İspanya’da, bu konuda 2015’ten bu yana somut ve oldukça ayrıntılı bir düzenleme yürürlüktedir. Kararının ihlalinin saptanması durumunda Anayasa Mahkemesi, kendiliğinden veya taraflardan birinin istemi üzerine, kararı uygulamakla yükümlü kurumları, makamları, görevlileri ve özel kişileri, uygulamaya ve belirlediği süre içinde kendisini bilgilendirmeye zorlayabilir. Mahkeme, kararının kısmen (bir ölçüde) veya tümden yerine getirilmediğini saptarsa, para cezasından ceza yaptırımına uzanan önlemlerden birini kararlaştırabilir. Bireysel başvuru yoluyla “etkili bir korunma hakkı” veya etkili bir hukuksal korumadan yararlanma hakkı da öngören İspanya Anayasası’na göre eğer olağan yargıç, Anayasa’yı AYM’nin öngördüğü biçimde uygulamaz ise, bu direnmeye karşı başvuru olanağı vardır. Bu durumda Anayasa yargıcı, “yargıçlar yargıcı” konumuyla karar veriyor.

Peru, Kostarika, Meksika ve Rusya’da benzeri düzenlemeler var. Kolombiya Anayasa Mahkemesi’nin yetkileri ve yükümlülükleri yargı aşamasıyla sınırlı olmayıp, kararların icra aşamasını da kapsar. Kostarika, AYM kararlarını uygulamayanlar veya uygulatmayanlar için hapis cezası öngörüyor. Meksika’da, kararların icra edilmemesi durumunda sorumluları görevden alma yaptırımı da öngörülüyor. Rusya’da AYM kararının uygulanmaması, kötü uygulanması veya uygulanmasına engel olunması, ceza yaptırımı uygulanması sonucunu doğuruyor.

Gana Anayasası ise, ”ağır cezalı ve siyasi yasaklı” bir suç öngörüyor (md.2): ”Bu Anayasa gereğince, Mahkeme kararına saygı duymama veya gereklerini yerine getirmeme ağır bir suç oluşturur…”.  Bu suçu işleyen kişi, 10 yıla dek hapis cezasına çarptırılabilir ve hapis cezasını çektikten sonra on yıl geçmedikçe seçilemez veya kamu görevine gelemez. Mozambik, Moldavya, Arnavutluk ve Letonya’da benzer yaptırımlar öngörülmüştür.

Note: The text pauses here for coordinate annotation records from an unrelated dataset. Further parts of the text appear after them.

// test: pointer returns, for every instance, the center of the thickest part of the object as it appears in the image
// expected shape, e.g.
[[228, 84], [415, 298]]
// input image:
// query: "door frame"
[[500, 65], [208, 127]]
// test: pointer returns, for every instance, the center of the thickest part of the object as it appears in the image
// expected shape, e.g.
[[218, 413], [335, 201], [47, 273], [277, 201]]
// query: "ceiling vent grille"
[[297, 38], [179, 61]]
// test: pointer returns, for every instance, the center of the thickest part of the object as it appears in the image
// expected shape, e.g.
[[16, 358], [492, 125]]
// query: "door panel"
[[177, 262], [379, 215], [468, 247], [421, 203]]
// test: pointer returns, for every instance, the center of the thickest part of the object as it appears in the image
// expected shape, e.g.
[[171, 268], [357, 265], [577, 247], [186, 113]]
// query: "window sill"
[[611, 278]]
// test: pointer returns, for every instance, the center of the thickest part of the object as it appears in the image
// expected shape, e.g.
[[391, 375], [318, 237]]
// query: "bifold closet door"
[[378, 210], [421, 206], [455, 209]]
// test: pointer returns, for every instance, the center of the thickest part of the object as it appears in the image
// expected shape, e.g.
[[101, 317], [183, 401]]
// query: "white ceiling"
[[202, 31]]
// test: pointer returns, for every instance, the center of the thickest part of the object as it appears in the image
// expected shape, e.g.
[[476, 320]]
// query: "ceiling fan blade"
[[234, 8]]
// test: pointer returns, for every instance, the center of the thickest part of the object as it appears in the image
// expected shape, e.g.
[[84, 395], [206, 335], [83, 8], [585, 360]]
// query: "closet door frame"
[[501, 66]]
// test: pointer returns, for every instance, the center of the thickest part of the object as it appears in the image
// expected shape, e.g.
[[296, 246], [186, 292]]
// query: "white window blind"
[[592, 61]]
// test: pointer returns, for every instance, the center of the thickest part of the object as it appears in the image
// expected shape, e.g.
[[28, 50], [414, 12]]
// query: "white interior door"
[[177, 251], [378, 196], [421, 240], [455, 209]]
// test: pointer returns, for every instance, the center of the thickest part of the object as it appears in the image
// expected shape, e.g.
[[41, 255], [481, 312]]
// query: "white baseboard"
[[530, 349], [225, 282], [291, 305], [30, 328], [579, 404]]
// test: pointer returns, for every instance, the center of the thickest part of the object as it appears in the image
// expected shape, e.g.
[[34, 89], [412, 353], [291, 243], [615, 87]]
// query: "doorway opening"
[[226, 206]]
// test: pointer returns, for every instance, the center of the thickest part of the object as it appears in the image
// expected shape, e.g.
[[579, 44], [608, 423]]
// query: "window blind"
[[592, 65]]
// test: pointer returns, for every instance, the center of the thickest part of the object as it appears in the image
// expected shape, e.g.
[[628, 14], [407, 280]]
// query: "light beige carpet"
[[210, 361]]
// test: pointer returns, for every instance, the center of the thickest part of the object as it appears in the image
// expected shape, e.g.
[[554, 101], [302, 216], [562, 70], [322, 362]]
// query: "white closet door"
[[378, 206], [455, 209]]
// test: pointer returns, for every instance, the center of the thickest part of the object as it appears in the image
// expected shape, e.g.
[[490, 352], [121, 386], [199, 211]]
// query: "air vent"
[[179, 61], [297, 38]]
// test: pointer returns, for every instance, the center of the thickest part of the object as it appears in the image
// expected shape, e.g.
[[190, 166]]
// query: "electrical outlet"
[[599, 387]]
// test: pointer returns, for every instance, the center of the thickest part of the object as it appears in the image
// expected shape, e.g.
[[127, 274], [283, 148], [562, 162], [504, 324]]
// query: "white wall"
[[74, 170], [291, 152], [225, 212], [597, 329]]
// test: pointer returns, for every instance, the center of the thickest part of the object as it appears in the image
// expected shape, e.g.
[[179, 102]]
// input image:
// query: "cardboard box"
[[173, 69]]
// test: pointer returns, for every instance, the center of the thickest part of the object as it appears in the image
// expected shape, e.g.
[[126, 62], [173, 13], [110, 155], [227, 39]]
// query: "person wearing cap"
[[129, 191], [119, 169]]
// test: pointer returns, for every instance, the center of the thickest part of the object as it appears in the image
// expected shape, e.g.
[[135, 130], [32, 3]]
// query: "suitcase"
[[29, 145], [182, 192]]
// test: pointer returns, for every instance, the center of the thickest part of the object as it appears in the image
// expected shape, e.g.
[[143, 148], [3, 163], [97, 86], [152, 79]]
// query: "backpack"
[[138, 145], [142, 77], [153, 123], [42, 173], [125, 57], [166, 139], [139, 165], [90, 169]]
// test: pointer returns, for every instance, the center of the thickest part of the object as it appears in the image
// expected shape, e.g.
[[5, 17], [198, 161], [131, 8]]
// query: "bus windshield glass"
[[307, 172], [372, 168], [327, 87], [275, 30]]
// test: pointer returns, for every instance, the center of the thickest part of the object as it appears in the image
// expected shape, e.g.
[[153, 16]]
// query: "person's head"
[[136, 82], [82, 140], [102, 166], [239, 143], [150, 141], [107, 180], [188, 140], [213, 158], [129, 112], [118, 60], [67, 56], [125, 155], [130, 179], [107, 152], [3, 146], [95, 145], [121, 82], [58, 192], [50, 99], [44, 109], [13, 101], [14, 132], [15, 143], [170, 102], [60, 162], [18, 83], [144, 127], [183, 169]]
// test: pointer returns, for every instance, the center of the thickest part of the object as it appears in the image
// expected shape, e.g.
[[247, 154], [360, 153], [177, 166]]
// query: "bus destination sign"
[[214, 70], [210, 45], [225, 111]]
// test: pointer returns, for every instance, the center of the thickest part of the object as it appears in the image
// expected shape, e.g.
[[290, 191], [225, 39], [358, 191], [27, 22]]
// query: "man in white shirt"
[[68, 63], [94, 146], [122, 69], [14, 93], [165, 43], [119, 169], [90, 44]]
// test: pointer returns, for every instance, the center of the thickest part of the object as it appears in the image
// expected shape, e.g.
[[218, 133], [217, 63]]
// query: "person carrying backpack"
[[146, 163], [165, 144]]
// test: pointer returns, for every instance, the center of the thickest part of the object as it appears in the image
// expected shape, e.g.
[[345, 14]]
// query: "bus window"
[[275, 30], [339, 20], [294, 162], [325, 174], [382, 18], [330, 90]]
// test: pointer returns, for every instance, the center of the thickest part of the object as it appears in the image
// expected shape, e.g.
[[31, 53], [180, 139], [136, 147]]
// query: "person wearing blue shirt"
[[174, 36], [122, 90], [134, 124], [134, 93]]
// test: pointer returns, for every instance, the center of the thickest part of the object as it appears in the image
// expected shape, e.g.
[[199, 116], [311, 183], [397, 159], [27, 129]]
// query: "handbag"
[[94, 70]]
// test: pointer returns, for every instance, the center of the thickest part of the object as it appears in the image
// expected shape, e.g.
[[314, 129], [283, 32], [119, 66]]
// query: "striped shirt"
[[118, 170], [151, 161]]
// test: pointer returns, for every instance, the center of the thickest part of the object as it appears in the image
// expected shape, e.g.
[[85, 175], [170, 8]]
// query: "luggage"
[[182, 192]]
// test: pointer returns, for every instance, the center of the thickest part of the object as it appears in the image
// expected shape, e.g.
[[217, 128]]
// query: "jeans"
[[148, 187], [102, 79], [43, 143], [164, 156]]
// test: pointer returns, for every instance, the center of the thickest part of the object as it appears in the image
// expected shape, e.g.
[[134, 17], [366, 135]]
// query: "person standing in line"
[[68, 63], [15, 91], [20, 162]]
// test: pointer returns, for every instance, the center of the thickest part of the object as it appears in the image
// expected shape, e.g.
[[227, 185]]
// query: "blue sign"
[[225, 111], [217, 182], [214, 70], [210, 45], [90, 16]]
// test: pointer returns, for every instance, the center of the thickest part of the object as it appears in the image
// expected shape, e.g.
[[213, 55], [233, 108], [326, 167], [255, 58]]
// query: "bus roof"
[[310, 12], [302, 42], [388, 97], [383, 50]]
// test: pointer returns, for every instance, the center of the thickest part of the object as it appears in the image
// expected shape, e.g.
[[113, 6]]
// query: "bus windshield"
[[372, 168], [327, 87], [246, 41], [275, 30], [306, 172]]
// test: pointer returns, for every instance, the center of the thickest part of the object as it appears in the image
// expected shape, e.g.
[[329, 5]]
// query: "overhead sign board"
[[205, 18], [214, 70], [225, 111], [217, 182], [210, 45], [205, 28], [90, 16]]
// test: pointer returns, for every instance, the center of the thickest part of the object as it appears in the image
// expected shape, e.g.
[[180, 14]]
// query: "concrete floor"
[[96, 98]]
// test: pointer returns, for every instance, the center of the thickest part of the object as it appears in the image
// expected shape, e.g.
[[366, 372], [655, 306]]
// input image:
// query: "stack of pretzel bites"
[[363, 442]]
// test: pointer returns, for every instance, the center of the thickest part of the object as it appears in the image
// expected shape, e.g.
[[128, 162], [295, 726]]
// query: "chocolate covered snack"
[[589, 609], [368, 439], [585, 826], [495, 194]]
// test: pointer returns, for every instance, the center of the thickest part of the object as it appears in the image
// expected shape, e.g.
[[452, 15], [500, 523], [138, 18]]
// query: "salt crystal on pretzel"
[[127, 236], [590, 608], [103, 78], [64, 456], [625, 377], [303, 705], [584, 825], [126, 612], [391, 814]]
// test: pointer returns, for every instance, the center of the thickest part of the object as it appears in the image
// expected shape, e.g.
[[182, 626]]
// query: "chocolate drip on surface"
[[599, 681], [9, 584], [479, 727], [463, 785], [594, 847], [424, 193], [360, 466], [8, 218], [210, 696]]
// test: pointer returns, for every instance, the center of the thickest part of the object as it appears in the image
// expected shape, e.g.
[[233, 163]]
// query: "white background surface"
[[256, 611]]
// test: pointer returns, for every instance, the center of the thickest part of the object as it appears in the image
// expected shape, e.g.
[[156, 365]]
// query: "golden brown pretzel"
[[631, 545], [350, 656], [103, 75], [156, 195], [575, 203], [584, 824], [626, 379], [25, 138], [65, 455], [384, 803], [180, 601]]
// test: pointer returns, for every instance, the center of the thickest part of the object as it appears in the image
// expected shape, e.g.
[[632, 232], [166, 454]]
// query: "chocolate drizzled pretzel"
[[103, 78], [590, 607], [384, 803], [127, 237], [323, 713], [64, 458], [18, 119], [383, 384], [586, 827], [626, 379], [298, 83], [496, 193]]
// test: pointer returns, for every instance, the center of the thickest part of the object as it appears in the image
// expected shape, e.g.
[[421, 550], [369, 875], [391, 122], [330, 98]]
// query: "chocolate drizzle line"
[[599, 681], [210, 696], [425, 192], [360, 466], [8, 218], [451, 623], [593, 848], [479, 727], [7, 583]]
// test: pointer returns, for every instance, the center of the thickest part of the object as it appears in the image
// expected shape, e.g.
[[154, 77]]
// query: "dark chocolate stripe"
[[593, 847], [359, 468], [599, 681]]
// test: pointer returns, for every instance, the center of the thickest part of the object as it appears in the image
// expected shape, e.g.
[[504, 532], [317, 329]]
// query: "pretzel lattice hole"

Anayasa Mahkemesi, Avrupa modeli ekseninde Avusturya, İtalya ve Almanya’dan sonra 1961 Anayasası ile kurulduğu sırada, adı geçen devletlerin hemen hiçbirinde anayasa yargısı yoktu. Son dokuz aydır, kararlarını uygulamama bir yana, kararları nedeniyle Anayasa Mahkemesi’ne karşı söylem, eylem ve işlemler, “anayasal düzeni ilga girişimi” olarak nitelenebilecek bir eşiğe ulaştı. Öyle ki, bu eylem ve işlemlerin öncülüğünü yapan kişi, savcılıkta en üst makama atanarak ödüllendirdi. Ödüllendirme, Yargı-Yürütme ve Yasama üçlüsünde yapıldı. Sistematik Anayasa ihlalleri ile “anayasal düzeni ilga girişimi” de Cumhuriyet’in temel organları üçlüsünde gerçekleşmiş oldu.

Bu nedenle, 16 Ağustos günü (2024) TBMM’nin Anayasa Mahkemesi (Can Atalay) kararını uygulaması, demokratik hukuk devletine ve Anayasal düzene dönüş adımını oluşturacak.